Con la sentenza del 13 ottobre 2015, n. 20540, la Corte di Cassazione ha fornito un’interpretazione volta a chiarire quali siano i requisiti sulla “insussistenza” del fatto contestato per potere trovare applicazione la tutela reintegratoria ex art. 18, comma 4, Legge n. 300 del 1970.

La Corte di Cassazione precisa, invero, che: “Quanto alla tutela reintegratoria, non è plausibile che il Legislatore, parlando di “insussistenza del fatto contestato”, abbia voluto negarla nel caso di fatto sussistente ma privo del carattere di illiceità, ossia non suscettibile di alcuna sanzione, restando estranea al caso presente la diversa questione della proporzione tra fatto sussistente e di illiceità modesta, rispetto alla sanzione espulsiva […]. In altre parole la completa irrilevanza giuridica del fatto equivale alla sua insussistenza materiale e da perciò luogo alla reintegrazione ai sensi dell’art. 18 quarto comma, cit.”.

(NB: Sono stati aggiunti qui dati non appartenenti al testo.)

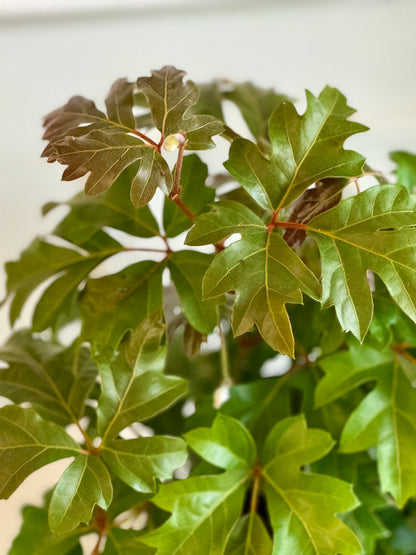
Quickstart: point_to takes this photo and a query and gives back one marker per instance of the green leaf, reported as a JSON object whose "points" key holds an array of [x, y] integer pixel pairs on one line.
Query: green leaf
{"points": [[326, 194], [138, 462], [306, 149], [35, 536], [107, 304], [226, 217], [28, 442], [256, 173], [84, 484], [40, 261], [194, 194], [265, 274], [187, 269], [406, 169], [130, 393], [169, 99], [375, 229], [136, 400], [153, 172], [256, 105], [112, 208], [259, 404], [386, 418], [209, 101], [125, 542], [54, 380], [249, 537], [119, 103], [205, 508], [302, 505]]}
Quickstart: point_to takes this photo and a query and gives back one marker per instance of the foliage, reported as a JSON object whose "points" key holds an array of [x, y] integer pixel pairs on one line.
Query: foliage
{"points": [[268, 342]]}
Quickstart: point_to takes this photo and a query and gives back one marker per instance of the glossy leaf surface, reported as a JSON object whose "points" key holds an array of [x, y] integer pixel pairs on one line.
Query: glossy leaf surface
{"points": [[27, 442], [54, 380], [107, 305], [374, 230], [265, 275], [303, 506], [139, 461], [204, 508], [85, 483], [169, 99], [306, 149], [187, 269], [386, 418]]}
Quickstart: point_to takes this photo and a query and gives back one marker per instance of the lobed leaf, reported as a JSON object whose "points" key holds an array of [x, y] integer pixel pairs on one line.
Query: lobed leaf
{"points": [[374, 230], [249, 537], [133, 393], [27, 442], [225, 218], [303, 506], [153, 172], [125, 542], [118, 303], [84, 484], [169, 99], [386, 417], [138, 462], [265, 275], [306, 149], [43, 260], [256, 105], [205, 508], [187, 269], [113, 208], [35, 525], [406, 169], [56, 381]]}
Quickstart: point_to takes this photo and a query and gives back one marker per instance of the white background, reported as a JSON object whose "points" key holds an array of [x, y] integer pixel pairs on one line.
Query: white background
{"points": [[367, 49]]}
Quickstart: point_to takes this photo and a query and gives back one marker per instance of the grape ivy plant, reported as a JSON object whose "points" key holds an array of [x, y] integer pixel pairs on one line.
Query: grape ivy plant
{"points": [[240, 379]]}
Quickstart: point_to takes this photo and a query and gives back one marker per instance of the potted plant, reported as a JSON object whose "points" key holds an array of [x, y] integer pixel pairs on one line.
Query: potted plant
{"points": [[241, 378]]}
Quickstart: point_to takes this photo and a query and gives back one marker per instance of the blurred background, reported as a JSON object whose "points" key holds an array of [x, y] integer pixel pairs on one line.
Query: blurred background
{"points": [[53, 49]]}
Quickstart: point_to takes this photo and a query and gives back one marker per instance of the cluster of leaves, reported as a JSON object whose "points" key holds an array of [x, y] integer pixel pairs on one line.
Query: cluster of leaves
{"points": [[319, 460]]}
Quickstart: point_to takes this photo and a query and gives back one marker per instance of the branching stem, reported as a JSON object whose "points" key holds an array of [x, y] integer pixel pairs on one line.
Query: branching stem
{"points": [[175, 194], [225, 363], [147, 139]]}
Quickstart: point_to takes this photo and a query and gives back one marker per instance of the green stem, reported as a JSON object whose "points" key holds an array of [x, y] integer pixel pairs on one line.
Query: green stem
{"points": [[225, 363], [381, 178], [229, 134]]}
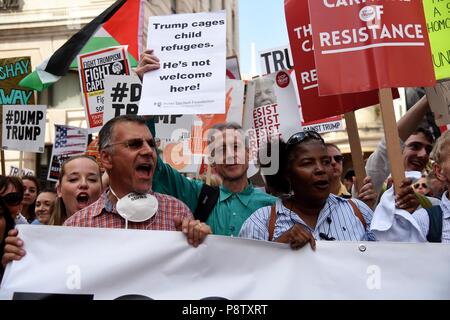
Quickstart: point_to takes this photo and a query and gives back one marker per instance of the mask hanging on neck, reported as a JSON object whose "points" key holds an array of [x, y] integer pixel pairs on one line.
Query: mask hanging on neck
{"points": [[136, 207]]}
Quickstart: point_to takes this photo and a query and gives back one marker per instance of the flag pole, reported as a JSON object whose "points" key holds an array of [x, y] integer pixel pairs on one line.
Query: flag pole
{"points": [[392, 138], [355, 148]]}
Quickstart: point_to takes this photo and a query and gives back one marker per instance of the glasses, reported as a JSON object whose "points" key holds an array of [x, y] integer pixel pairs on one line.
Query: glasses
{"points": [[135, 144], [338, 158], [299, 137], [12, 199]]}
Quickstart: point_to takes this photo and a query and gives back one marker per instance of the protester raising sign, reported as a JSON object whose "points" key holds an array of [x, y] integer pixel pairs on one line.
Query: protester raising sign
{"points": [[315, 107], [69, 141], [93, 68], [191, 79], [24, 128], [12, 71], [122, 95], [370, 46], [437, 14]]}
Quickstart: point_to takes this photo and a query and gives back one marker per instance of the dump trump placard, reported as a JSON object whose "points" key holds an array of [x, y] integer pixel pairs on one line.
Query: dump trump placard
{"points": [[366, 45], [192, 53], [24, 128]]}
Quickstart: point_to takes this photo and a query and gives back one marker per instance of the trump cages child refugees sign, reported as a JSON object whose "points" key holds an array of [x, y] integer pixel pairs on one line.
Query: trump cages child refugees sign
{"points": [[192, 51], [24, 128], [365, 45], [93, 67]]}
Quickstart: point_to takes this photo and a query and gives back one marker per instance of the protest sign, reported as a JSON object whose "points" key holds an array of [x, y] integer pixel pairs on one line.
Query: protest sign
{"points": [[439, 101], [80, 263], [271, 109], [122, 95], [233, 71], [24, 128], [20, 172], [69, 141], [277, 59], [191, 78], [12, 71], [315, 107], [93, 67], [437, 14], [370, 46]]}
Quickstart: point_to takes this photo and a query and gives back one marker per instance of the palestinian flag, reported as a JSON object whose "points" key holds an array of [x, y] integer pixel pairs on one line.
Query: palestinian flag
{"points": [[120, 24]]}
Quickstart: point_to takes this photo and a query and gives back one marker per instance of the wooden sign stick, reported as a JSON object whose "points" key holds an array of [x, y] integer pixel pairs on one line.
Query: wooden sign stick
{"points": [[392, 138], [355, 148]]}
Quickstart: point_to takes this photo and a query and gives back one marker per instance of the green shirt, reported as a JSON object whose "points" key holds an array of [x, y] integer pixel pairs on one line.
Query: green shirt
{"points": [[231, 210]]}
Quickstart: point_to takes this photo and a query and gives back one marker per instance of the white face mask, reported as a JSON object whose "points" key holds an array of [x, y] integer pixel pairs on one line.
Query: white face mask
{"points": [[136, 207]]}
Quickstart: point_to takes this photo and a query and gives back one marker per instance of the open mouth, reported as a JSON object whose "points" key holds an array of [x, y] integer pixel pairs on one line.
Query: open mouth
{"points": [[83, 200]]}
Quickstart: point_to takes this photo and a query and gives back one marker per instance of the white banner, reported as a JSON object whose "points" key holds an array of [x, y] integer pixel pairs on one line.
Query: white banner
{"points": [[112, 263], [24, 128], [93, 67], [191, 79], [126, 103]]}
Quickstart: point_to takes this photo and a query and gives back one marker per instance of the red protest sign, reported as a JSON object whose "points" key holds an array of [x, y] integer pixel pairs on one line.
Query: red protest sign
{"points": [[315, 107], [365, 45]]}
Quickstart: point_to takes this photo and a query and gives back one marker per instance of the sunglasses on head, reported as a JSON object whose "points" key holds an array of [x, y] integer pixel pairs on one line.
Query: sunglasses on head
{"points": [[12, 199], [301, 136]]}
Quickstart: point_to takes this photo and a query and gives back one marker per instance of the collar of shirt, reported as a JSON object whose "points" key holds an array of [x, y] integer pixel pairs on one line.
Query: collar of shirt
{"points": [[243, 196], [323, 214], [445, 204]]}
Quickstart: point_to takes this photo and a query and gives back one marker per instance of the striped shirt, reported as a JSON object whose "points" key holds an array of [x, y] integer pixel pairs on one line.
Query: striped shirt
{"points": [[336, 220], [103, 214], [421, 216]]}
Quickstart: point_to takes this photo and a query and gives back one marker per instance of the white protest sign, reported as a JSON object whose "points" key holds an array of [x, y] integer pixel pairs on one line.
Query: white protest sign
{"points": [[24, 128], [122, 95], [191, 80], [439, 100], [93, 67], [280, 58], [17, 172], [80, 262], [271, 108], [69, 141]]}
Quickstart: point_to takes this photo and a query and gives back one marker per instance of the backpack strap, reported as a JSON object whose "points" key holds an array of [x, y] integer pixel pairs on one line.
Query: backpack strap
{"points": [[272, 220], [358, 213], [206, 202], [435, 230]]}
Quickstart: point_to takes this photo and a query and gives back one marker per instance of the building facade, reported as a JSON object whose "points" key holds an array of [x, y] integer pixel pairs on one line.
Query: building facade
{"points": [[37, 28]]}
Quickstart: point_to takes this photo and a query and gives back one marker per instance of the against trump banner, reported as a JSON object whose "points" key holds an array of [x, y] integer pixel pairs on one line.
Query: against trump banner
{"points": [[93, 67], [366, 45], [191, 79], [122, 95], [12, 71], [24, 128], [437, 14]]}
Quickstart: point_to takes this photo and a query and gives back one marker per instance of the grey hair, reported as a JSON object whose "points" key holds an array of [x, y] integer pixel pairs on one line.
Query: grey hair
{"points": [[105, 134]]}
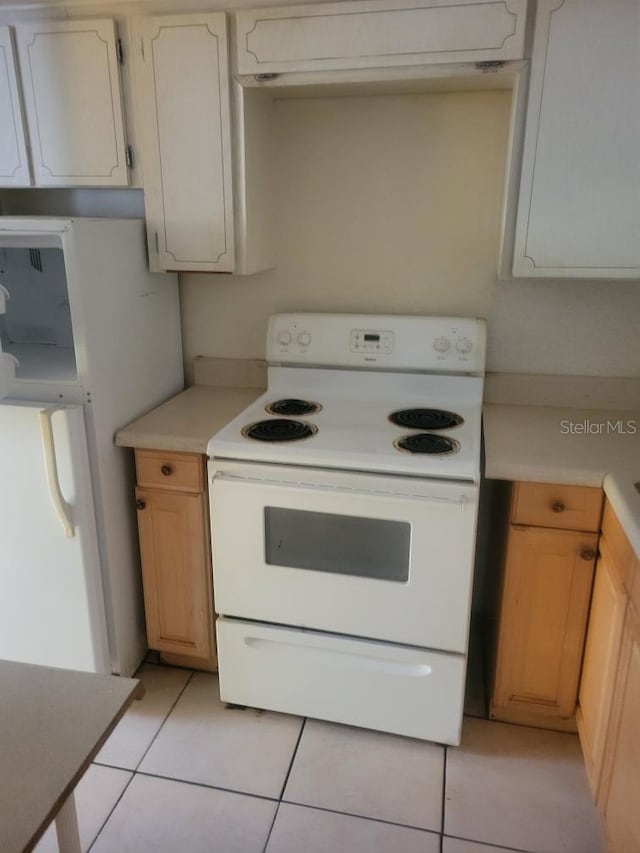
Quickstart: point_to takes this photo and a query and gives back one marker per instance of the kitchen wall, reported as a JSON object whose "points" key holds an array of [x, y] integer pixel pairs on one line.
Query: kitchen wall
{"points": [[393, 204]]}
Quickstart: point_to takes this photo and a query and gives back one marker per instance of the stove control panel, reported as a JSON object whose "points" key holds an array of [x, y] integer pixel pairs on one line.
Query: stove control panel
{"points": [[371, 340], [391, 342]]}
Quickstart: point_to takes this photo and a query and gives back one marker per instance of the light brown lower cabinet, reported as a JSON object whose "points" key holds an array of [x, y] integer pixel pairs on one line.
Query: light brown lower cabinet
{"points": [[544, 606], [602, 649], [173, 525], [609, 700], [619, 799]]}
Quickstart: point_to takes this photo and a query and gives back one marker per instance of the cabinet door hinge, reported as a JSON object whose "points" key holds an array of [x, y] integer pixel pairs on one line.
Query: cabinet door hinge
{"points": [[490, 65]]}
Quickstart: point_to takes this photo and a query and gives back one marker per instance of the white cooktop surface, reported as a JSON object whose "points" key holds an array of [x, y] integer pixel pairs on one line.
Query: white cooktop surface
{"points": [[354, 432]]}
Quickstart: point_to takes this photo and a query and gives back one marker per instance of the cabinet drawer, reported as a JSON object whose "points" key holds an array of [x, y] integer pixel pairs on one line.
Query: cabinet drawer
{"points": [[549, 505], [401, 689], [181, 472]]}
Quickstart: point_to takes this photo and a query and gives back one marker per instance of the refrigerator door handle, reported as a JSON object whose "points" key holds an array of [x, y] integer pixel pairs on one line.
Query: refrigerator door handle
{"points": [[61, 507]]}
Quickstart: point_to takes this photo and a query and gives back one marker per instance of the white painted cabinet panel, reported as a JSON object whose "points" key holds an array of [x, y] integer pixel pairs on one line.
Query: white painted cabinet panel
{"points": [[378, 33], [183, 101], [71, 89], [579, 206], [14, 162]]}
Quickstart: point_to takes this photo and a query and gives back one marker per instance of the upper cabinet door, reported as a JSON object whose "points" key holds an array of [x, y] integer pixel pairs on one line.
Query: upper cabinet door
{"points": [[14, 163], [72, 98], [183, 103], [579, 205], [378, 33]]}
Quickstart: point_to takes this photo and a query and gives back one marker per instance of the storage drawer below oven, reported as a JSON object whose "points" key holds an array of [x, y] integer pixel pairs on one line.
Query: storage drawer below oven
{"points": [[375, 685]]}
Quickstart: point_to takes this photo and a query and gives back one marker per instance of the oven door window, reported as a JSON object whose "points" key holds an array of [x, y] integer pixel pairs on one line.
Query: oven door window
{"points": [[340, 544]]}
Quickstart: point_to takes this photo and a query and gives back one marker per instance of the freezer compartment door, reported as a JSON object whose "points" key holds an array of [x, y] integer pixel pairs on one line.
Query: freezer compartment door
{"points": [[391, 688], [51, 602]]}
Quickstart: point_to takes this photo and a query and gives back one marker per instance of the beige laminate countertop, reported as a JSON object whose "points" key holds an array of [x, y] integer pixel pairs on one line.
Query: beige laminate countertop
{"points": [[584, 447], [187, 421]]}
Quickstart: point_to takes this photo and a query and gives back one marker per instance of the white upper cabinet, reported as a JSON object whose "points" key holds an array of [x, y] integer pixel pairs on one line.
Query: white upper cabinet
{"points": [[182, 82], [377, 34], [14, 163], [71, 88], [579, 206]]}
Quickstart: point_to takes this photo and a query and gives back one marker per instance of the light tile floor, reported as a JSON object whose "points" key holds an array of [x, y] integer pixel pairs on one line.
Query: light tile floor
{"points": [[183, 774]]}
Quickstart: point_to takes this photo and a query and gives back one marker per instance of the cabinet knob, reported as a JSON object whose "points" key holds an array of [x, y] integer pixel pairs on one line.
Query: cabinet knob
{"points": [[588, 554]]}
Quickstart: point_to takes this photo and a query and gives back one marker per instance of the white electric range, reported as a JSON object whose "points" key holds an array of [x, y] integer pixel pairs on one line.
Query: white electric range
{"points": [[343, 516]]}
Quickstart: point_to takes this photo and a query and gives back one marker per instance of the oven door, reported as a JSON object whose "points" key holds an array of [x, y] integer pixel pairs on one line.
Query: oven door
{"points": [[371, 556]]}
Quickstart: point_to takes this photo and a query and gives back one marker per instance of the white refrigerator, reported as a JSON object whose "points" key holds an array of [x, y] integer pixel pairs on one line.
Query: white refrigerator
{"points": [[90, 339]]}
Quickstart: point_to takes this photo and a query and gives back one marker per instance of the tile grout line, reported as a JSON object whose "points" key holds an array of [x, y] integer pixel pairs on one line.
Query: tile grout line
{"points": [[134, 771], [491, 844], [273, 823], [112, 809], [166, 717], [293, 758], [364, 817], [206, 786]]}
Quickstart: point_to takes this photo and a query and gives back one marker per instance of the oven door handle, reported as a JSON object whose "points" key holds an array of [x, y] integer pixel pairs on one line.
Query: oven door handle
{"points": [[459, 501]]}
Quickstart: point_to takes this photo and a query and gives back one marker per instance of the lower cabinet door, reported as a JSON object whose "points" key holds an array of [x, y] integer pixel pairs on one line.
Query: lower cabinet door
{"points": [[543, 619], [175, 571], [620, 793], [602, 648], [376, 685]]}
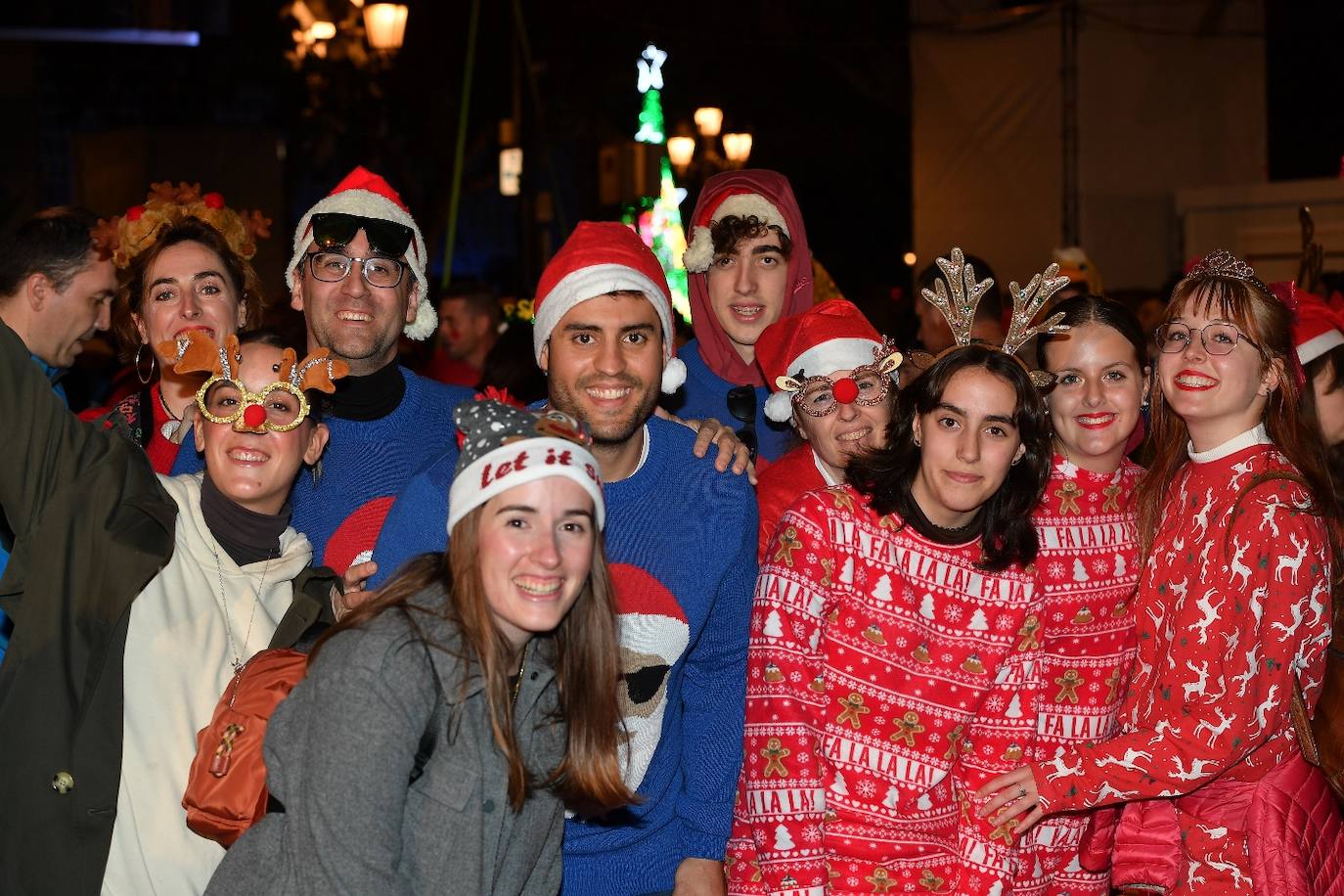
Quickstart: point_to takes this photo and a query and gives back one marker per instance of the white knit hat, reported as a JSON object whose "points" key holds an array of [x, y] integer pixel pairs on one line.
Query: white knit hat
{"points": [[367, 195]]}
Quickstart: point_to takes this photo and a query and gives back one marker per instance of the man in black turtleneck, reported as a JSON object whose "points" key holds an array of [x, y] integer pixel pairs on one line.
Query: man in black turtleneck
{"points": [[358, 276]]}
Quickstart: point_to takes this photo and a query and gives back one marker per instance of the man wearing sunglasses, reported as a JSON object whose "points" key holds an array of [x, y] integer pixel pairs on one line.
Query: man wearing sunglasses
{"points": [[747, 266], [358, 276]]}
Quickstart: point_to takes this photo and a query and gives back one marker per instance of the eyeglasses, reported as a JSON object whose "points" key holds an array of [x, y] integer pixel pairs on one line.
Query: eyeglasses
{"points": [[1217, 338], [333, 267], [820, 395], [277, 409], [742, 407], [338, 229]]}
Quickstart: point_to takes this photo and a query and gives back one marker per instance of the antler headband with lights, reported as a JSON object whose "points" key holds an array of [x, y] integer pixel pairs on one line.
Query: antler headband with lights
{"points": [[223, 398], [957, 294], [165, 205]]}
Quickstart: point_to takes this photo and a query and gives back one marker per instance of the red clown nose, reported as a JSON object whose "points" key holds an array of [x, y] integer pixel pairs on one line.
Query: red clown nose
{"points": [[845, 389], [254, 417]]}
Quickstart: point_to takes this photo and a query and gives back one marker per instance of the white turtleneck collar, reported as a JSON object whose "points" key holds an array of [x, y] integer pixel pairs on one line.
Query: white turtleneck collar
{"points": [[1257, 435]]}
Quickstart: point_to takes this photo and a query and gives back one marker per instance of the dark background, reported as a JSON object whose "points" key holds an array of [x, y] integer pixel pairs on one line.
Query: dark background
{"points": [[824, 87]]}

Nello specifico la Suprema Corte, ritenendo che il licenziamento si fondava su fatti quali, ad esempio, la mancanza di “buona educazione” del lavoratore (essendosi quest’ultimo rifiutato di procedere alla discussione della propria posizione personale con l’amministratore delegato della società), e ritenendo che gli addebiti fossero “espressivi di atteggiamenti semmai contrati alle regole della compostezza e degli usi mondani”, ha chiarito che è fondata la richiesta di reintegrazione del dipendente qualora vi sia la completa irrilevanza giuridica dei detti fatti che si traduce in una sostanziale insussistenza materiale.